The strength of evidence for this abstract is 8 out of 10.
The evidence in the abstract is strong because it uses nationally representative data from the 2008 Ghana Demographic and Health Survey and employs a spatial lag regression model. The study finds that women with health insurance use more antenatal services and that there is spatial correlation among villages, suggesting social influences on antenatal care utilization. To improve the evidence, the study could include more recent data and conduct a randomized controlled trial to establish causality.

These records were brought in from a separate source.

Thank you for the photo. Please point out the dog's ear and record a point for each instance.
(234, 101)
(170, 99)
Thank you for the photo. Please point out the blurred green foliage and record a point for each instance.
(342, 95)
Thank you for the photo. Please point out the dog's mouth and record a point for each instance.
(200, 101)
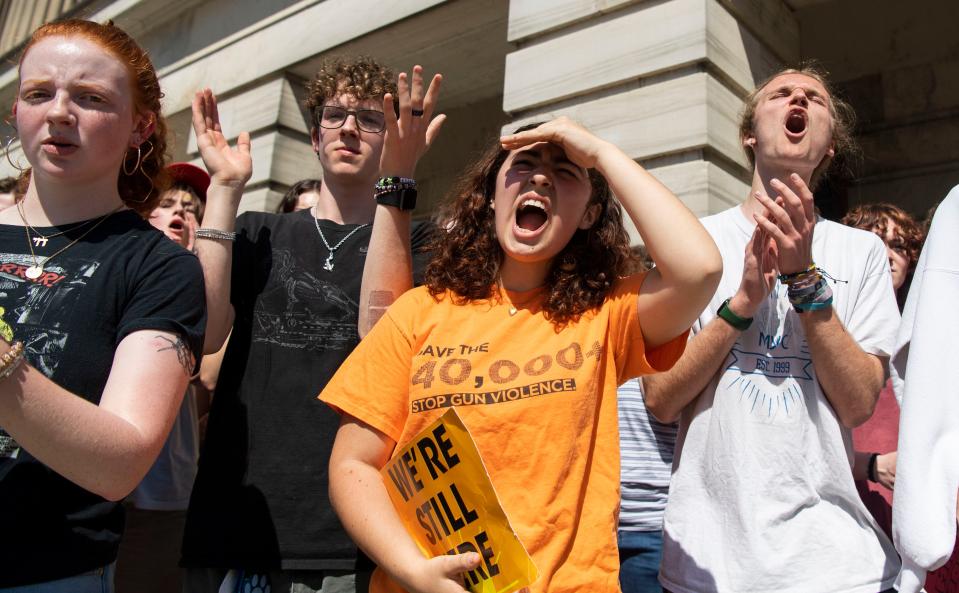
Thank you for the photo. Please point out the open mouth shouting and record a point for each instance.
(58, 146)
(796, 123)
(532, 215)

The study explores the importance of social influence and the availability of health insurance on maternal care utilization in Ghana through the use of antenatal care services. A number of studies have found that access to health insurance plays a critical role in women’s decision to utilize antenatal care services. However, little is known about the role that social forces play in this decision. This study uses village-level data from the 2008 Ghana Demographic and Health Survey to investigate the effects of health insurance and social influences on the intensity of antenatal care utilization by Ghanaian women. Using GIS information at the village level, we employ a spatial lag regression model in this study. Results indicate that, controlling for a host of socioeconomic and geographical factors, women who have health insurance appear to use more antenatal services than women who do not. In addition, the intensity of antenatal visits appears to be spatially correlated among the survey villages, implying that there may be some social influences that affect a woman’s decision to utilize antenatal care. A reason for this may be that women who benefit from antenatal care through positive pregnancy outcomes may pass this information along to their peers who also increase their use of these services in response. Traditional/Cultural leaders as “gate-keepers” may be useful in the dissemination of maternal health care information. Public health officials may also explore the possibility of disseminating information relating to maternal care services via the mass media. © 2013 Owoo and Lambon-Quayefio.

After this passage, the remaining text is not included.